•Daddy Long Legs Tells a Sweet, Albeit Slow, Musical About Young Love          

           By D. L. Groover- The Houston Press, Main Street Theater's Daddy Long Legs

    "The performances are lovely, matched by set designer Liz Freese's immense mahogany bookcase... and J. Mitchell Cronin's gaslit ambiance. It's a Gibson girl's dream."

•Announcing the Houston Theater Awards 2019

     By D. L. Groover, Natalie De La Garze, Jessica Goldman, Margaret Downing- Houston Press Theater Awards 2019- Best Lighting, The Catastrophic Theatre, Curse of The Starving Class

    "A naked boy carrying a sacrificial lamb walks out from his family’s dilapidated farm. He’s fighting the curse of his father yet becoming him at the same time. And he's bathed in light so revelatory that it seems like the hand of God himself is showing us his and, by extension, our doomed fate.

     But that’s not the only superb moment Lighting Designer J. Mitchell Cronin gave us in The Catastrophic Theatre’s tautly ominous production of Sam Shepard’s Curse of the Starving Class.

     There’s the way Cronin’s work seemed to add an extra layer of grime to the already filthy family farm. There was his subtle but dramatic handling of the multiple monologues the script required, giving each their “spotlight” without ever being overt about it. The way a glaring light from an empty refrigerator offered first blush promise but revealed only emptiness.

     At its most noticeable best, Cronin’s lighting enhanced our dread, fear, and resignation. In its more subtle moments, it added to the feeling that this farm and the family who occupied it were rotting from the inside out"

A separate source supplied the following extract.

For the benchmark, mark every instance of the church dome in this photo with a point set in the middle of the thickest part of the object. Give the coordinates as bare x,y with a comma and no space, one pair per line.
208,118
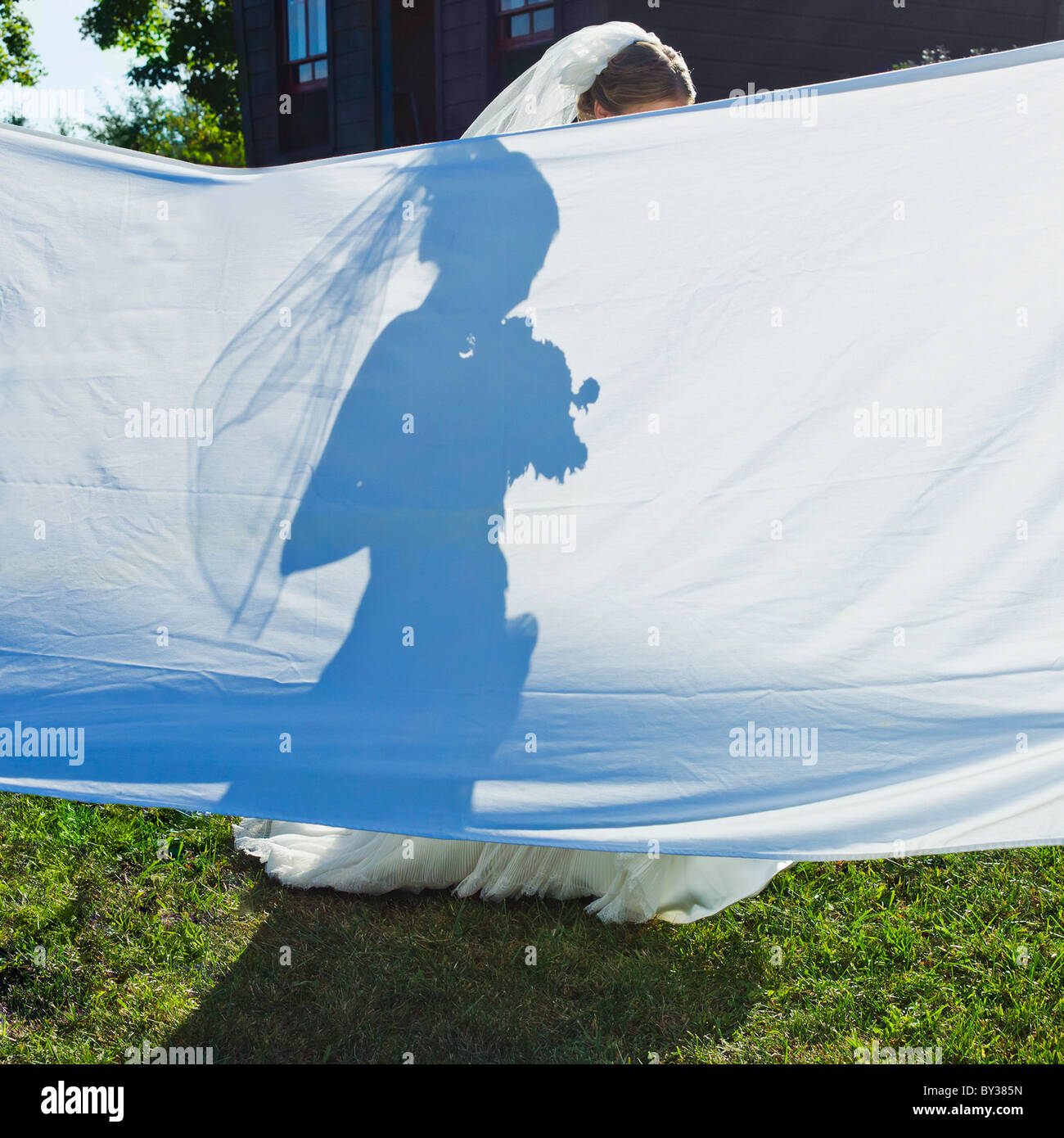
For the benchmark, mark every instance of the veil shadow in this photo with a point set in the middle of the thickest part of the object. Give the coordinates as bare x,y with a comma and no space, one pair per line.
335,438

•Curse Of The Starving Class Showcases Sam Shepard's First Major Off-Broadway Hit

              By D. L. Groover- The Houston Press, The Catastrophic Theatre's Curse Of The Starving Class

    "In the play's most stirring and stunning moment, Wesley, naked, carries his lamb across the kitchen and out to be slaughtered. Bathed in J. Mitchell Cronin's iconic lighting, it's a vision ripped from Genesis. You can't miss the obvious, for it's a powerfully theatrical image."

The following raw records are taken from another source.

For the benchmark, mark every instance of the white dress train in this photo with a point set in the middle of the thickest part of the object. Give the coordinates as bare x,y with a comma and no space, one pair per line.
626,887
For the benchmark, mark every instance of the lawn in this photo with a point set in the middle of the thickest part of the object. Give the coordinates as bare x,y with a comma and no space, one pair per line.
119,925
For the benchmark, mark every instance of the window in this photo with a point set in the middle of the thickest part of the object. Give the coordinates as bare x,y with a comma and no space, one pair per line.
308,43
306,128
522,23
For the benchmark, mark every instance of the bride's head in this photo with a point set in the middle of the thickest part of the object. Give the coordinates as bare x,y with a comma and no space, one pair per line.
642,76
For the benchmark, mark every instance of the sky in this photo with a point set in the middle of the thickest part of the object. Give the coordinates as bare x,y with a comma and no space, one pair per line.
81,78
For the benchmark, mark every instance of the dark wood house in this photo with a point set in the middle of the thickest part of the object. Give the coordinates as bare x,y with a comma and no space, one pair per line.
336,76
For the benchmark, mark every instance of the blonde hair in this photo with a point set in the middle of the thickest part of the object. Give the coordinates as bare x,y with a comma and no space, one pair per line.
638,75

•Review: Main Street Theater's Twelfth Night Marries Love and Humor

             By Katricia Lang- Broadway World, Prague Shakespeare Company's Twelfth Night

     "The design is incredibly important in that it allows the performers the spotlight, literally in Lighting Designer J. Mitchell Cronin's case, while doing the heavy lifting of making sure the audience was somehow surrounded by verisimilitude without an extravagant set.

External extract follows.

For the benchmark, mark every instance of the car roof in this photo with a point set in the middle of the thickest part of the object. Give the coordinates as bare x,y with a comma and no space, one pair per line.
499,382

     "Cronin is indispensable, using his skills to create nighttime, a wooden path, or the inside of a noblewoman's home with what seems like simple elements- brightness, darkness, shadow. He also subtly enhances mood and tone. For example, Cronin pours blue over the set when Viola realizes that Sebastian is lost at sea."

•Review Simply Simone Is Anything But 'Simple' at The Ensemble Theatre

               By Audrey Morabito- Broadway World, The Ensemble Theatre's Simply Simone

     "Lighting design by J. Mitchell Cronin acted complementary to the songs performed, setting the stage for any mood, emotion, or location the story called for."

•Experience the Strange World of August Strindberg in The Ghost Sonata

              By D. L. Groover- The Houston Press, Classical Theatre Company's Ghost Sonata

     "Strindberg was a stickler for design and lighting, and he'd be especially pleased with director Jonathan Harvey's diaphanous vision... The house, exterior and in, is shaded like cobwebs under J. Mitchell Cronin's soft lighting."

•Review: The A.D. Players' Harvey Is a Gift

               By Gary Laird- Broadway World, A.D Players' Harvey

     "Lighting and Sound by J. Mitchell Cronin and Jonathan Harvey perfectly complemented the action."

•Review: The Revolutionists Serve Girl Power at Main Street Theatre

               By Brett Cullum- Broadway World, Main Street Theater's The Revolutionists

     "J. Mitchell Cronin gets to light some dazzling guillotine sequences."

•In The Last Wife at Main Street Theater, No One Is Faithful for Very Long

               By D. L. Groover- The Houston Press, Main Street Theater's The Last Wife

     "The characters may say “sire” and “majesty,” but they're swathed in a '30s glamour thanks to Liz Freese, set; J. Mitchell Cronin, lighting; Macy Lyne, costumes; Yezminne Zepeda, sound."